Background/Purpose: There has been increased interest in understanding whether biologics can be safely withdrawn from patients (pts) receiving combination therapy with MTX once a clinical target has been achieved. The ability of the biologic to maintain the target as monotherapy following MTX withdrawal has received less consideration. The purpose of this analysis was to evaluate long-term clinical, functional, and radiographic outcomes in pts treated with open-label (OL) adalimumab (ADA) as monotherapy following attainment of low disease activity (LDA) with ADA+MTX.

Methods: PREMIER was a 2-year (yr), phase 3, randomized, controlled trial (RCT) in MTX-naïve pts with early RA who were randomized to MTX, ADA, or ADA+MTX.¹ Pts completing the RCT were eligible to receive OL ADA for up to an additional 8 yrs (this trial is ongoing); MTX could be added at the investigator’s discretion. This post hoc analysis included data from pts treated with ADA+MTX during the RCT who reached at least an LDA state [defined as DAS28(CRP) <3.2] at Yr 2 (ie, the end of the RCT) and received OL ADA as monotherapy up to Yr 5. The percentages of pts remaining in LDA or with normal function (HAQ-DI <0.5) at Yr 5 were summarized using non-responder imputation based on the population entering the OL period and as observed for pts with data available at Yr 5. Mean ΔmTSS and the proportion without radiographic progression (ΔmTSS ≤0.5) from Yrs 2-5 were summarized as observed. Conditional logistic regression analysis based on propensity score matching was used to identify variables significantly associated with MTX use.

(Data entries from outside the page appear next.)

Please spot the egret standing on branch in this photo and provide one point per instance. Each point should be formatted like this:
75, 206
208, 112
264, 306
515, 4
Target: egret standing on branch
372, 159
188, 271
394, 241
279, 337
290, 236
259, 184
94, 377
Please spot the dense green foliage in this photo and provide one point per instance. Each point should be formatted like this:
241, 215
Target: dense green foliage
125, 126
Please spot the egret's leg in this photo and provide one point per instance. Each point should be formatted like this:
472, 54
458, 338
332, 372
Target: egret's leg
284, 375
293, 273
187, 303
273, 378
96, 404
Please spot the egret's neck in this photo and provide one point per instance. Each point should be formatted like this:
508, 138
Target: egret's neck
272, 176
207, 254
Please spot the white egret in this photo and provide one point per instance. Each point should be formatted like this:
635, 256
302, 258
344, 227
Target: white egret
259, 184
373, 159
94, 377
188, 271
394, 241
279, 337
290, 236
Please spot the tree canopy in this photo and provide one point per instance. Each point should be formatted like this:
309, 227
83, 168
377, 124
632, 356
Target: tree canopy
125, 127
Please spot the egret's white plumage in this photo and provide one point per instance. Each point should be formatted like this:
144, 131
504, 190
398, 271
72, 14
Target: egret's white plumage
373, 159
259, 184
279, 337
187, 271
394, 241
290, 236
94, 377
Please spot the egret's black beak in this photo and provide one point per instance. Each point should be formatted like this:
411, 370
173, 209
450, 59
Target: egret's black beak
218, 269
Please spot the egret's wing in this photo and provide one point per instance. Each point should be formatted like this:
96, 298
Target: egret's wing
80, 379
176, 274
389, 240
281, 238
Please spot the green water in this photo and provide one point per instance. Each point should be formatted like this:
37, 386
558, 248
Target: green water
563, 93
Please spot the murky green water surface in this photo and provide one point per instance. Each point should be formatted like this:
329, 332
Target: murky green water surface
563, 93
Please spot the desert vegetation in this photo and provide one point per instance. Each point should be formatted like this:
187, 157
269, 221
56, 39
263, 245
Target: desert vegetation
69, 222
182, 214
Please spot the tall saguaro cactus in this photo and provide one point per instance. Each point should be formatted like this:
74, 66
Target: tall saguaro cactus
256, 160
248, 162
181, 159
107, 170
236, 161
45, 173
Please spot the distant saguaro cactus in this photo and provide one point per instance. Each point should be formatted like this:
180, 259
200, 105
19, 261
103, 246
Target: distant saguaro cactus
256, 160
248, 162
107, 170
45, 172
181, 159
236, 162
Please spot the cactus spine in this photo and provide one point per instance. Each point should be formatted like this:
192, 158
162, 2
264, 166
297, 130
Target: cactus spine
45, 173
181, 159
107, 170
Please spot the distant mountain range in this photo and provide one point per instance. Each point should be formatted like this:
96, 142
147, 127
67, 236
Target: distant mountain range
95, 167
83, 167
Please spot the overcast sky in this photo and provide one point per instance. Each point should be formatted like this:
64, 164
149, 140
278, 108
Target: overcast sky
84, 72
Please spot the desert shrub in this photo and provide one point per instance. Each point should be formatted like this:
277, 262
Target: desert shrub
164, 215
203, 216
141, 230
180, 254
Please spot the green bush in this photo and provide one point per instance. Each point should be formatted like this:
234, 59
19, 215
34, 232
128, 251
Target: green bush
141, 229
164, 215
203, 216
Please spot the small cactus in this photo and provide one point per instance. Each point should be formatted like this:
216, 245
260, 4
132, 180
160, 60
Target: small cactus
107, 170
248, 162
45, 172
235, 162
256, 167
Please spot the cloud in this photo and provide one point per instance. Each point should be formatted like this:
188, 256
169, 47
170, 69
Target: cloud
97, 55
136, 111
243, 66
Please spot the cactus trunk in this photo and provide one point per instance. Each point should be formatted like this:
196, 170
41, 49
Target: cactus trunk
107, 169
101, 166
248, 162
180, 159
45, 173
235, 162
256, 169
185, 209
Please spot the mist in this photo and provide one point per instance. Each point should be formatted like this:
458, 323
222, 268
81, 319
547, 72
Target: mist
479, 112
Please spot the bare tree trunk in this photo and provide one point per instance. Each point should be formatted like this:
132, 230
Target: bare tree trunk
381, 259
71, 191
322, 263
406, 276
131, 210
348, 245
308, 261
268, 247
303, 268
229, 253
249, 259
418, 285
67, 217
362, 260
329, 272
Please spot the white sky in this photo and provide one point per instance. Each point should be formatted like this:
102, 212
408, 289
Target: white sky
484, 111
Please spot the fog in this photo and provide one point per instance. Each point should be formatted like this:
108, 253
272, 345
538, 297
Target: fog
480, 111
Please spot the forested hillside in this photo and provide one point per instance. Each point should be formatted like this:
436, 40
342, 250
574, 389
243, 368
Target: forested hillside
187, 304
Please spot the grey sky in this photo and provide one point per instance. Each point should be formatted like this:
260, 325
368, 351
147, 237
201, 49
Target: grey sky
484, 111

Results: Of the 183 ADA+MTX-treated pts who enrolled in the OL extension, 140 (83%) reached an LDA state at Yr 2. Among the LDA responders, 84 (60%) received ADA as monotherapy during the OL period, and 56 (40%) reinitiated MTX during the OL extension (time to 1^st MTX use: mean/median=28/5 weeks). Higher physician’s global assessment appeared to predict MTX use during the OL extension (P <.01). A total of 60 pts (75%) completed 3 yrs of OL ADA monotherapy. Adverse events were the most frequently cited reason for study discontinuation (n=9); no pt withdrew citing loss of efficacy. The majority of pts retained LDA at Yr 5 with ADA monotherapy (63%; Table); 50% of the 84 pts were in DAS28(CRP) remission and 58% had normal function at Yr 5. Of the pts with Yr 5 data available, 88% were in LDA. Further, OL ADA monotherapy was associated with clinically insignificant radiographic progression for pts completing Yr 5 (mean annual mTSS progression rate from Yrs 2-5 =0.5 units/yr).

Conclusion: Following attainment of an LDA state at Yr 2 with ADA+MTX combination therapy, treatment with OL ADA as monotherapy for 3 yrs was sufficient for most pts to retain LDA and have minimal radiographic progression. Thus, MTX withdrawal appears possible for some pts whose disease activity is responsive to ADA monotherapy.

Reference: ¹Arthritis Rheum 2006;54:26–37.